Going into the special session, politicians had only a hazy idea of how they wanted to proceed. Some legislators called for utilizing the rainy day fund and hiking the tobacco tax again, while others wanted spending cuts to be the singular focus. For her part, Governor Mary Fallin (R) sought to “develop long-term solutions to government inefficiencies and fund a teacher pay raise.

But within three days, lawmakers hit a skid. Republicans were lined up behind a redo of the cigarette tax increase, but Democrats held up the vote, insisting that it be paired with an increase in the energy gross production tax. In explaining his caucus' position, House Minority Leader Scott Inman (D) said Oklahoma needed to go further to stave off another year of state spending cuts. Unable to move a budget through the House (Republicans need 22 Democratic votes), Speaker Charles McCall (R) recessed his chamber to save money while the parties meet behind closed doors to negotiate an agreement.

There is word that lawmakers could return to work on Monday.


In what is beginning to look like a repeat of last year's budget drama, Pennsylvania has been without a full budget plan for more than two months as policymakers have struggled to find the $2 billion necessary to fund their spending plan.

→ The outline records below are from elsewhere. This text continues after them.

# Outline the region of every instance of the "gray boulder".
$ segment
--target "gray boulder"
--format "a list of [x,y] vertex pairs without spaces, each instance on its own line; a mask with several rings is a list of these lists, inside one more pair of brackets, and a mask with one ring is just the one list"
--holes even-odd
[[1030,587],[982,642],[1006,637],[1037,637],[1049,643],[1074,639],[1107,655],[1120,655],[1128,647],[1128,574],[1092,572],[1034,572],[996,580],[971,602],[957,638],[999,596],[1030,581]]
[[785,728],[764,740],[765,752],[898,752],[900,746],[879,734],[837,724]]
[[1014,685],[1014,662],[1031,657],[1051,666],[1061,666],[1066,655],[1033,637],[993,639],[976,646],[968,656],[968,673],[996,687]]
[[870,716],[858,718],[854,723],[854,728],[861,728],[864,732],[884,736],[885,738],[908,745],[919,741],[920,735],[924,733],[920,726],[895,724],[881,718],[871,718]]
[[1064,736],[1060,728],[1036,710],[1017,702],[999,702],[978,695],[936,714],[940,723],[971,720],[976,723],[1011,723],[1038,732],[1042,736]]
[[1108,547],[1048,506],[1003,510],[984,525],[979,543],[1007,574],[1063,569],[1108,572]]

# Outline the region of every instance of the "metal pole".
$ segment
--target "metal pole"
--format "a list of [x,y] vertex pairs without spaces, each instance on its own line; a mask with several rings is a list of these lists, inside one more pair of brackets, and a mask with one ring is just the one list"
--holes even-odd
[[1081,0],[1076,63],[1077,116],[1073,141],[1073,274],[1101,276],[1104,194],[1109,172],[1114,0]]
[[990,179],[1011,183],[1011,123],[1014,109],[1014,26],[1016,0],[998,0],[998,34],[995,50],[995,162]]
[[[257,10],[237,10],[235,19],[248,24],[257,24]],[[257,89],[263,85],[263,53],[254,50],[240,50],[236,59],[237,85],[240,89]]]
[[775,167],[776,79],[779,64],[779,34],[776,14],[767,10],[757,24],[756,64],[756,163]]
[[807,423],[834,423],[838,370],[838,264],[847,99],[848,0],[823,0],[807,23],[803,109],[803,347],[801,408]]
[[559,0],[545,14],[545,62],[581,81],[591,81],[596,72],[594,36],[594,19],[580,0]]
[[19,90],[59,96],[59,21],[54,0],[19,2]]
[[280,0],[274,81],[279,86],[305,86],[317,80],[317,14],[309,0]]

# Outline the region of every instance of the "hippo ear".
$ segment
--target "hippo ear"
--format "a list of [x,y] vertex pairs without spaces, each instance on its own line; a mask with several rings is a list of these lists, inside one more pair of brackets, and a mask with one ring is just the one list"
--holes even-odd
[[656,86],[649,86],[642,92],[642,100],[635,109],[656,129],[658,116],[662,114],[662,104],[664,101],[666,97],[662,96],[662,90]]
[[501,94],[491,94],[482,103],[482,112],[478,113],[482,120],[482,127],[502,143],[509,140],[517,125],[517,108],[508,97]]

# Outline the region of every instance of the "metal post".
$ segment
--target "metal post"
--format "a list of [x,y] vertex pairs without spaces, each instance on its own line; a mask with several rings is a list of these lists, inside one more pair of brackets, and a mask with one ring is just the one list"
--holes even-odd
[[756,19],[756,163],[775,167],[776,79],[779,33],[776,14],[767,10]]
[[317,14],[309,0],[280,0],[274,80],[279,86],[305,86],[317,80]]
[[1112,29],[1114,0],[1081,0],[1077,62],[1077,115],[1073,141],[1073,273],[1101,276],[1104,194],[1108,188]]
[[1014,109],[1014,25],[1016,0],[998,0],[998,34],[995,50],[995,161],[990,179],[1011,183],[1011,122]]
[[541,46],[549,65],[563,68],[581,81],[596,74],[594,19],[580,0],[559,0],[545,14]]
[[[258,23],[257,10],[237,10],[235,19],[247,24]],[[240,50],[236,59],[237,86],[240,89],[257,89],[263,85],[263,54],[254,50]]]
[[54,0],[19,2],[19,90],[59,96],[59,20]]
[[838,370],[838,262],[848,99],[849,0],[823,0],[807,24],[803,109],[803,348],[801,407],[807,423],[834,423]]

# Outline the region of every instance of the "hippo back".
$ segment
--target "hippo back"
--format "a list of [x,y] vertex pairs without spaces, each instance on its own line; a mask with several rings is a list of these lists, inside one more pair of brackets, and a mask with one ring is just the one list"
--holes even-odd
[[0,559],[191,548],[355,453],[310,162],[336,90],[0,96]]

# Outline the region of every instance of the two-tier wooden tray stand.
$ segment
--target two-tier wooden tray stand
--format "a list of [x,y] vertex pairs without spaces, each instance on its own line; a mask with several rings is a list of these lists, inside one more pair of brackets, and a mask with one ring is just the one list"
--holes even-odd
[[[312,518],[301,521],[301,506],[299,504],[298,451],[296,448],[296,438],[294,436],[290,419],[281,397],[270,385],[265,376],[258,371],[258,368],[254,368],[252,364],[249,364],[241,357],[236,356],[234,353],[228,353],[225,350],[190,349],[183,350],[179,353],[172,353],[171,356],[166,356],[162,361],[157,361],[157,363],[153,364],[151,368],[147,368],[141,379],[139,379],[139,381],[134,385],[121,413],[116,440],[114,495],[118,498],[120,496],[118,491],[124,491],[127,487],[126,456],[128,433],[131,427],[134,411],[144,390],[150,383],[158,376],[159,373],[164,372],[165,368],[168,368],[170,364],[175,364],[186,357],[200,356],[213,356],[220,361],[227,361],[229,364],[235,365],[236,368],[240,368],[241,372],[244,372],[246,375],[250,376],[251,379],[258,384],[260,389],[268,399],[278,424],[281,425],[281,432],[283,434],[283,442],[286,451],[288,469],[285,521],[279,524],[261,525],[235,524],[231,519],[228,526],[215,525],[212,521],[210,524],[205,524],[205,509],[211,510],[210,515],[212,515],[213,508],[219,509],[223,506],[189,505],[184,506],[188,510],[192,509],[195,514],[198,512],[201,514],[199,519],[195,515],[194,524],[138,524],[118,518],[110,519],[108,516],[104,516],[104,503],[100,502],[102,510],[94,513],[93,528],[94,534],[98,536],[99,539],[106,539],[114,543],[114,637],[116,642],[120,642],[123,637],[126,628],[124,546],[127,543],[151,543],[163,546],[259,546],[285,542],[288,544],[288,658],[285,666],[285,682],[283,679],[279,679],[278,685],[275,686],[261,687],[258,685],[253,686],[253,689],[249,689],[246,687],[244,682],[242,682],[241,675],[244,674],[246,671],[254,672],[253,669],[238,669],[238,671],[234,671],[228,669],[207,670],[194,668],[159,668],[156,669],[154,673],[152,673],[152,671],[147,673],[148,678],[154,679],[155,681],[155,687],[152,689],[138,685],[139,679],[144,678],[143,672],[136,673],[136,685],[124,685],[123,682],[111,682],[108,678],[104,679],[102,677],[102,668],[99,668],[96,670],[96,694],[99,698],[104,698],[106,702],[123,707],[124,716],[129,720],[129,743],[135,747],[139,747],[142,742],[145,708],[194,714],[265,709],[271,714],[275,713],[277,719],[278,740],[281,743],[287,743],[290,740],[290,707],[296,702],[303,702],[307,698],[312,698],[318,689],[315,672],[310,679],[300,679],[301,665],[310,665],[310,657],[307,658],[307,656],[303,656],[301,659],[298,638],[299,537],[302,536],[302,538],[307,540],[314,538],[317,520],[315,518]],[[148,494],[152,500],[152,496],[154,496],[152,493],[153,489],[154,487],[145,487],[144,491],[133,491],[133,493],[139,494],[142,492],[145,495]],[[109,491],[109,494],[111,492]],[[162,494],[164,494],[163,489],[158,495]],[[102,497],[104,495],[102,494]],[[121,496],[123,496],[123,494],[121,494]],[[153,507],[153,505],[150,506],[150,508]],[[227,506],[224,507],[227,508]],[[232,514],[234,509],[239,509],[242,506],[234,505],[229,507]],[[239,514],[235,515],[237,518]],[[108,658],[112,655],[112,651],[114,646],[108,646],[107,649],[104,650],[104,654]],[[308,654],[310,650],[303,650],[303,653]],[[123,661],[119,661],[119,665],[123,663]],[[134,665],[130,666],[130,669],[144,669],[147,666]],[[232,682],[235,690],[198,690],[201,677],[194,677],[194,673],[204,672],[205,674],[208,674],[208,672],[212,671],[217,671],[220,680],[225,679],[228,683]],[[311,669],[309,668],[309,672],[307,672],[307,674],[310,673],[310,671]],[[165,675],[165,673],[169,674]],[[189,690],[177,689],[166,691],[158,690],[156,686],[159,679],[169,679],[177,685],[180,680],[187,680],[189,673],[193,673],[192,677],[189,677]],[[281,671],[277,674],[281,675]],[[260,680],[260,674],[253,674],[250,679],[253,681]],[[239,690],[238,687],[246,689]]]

Talks moved slowly for weeks as the Senate, House, and governor endorsed their preferred revenue scheme. Senate leaders pushed a bill that would levy new taxes on natural gas extraction, expand sales tax to allow for collection on purchases from remote sellers, and borrow $1.3 billion against the state's tobacco settlement fund. The House favored a plan without any significant tax changes, relying instead on expanded gaming and a bevy of fund transfers. While Governor Tom Wolf (D) indicated that he favored a severance tax, he generally tried to take a hands-off approach in the day to day negotiations to allow Republican legislative leaders to work out a deal among themselves.

As time dragged on, however, the state's bills continued to mount, forcing the state to extend itself a $750 million line of credit and delay $1.2 billion in debt payments, while many who relied on public services held their breath that their funding would hold out. The situation hit a breaking point on September 20 when Standard & Poor's downgraded the state's credit rating, citing Pennsylvania's fiscal instability and its leadership's inability to address it.

Coming into this week, rumors emerged that a deal is in the works, but the details remain sketchy so far. Based on information from sources on the ground, the budget is likely to include expanded gaming, drawing more than a billion dollars from the tobacco settlement fund, adjustments to the net operating loss deduction, and some tax changes (we're seeing talks about eliminating commercial storage exemption or levying a hotel tax).

We can't know for sure what is on the table, but it's likely that once a deal is introduced, it'll move through the process very quickly.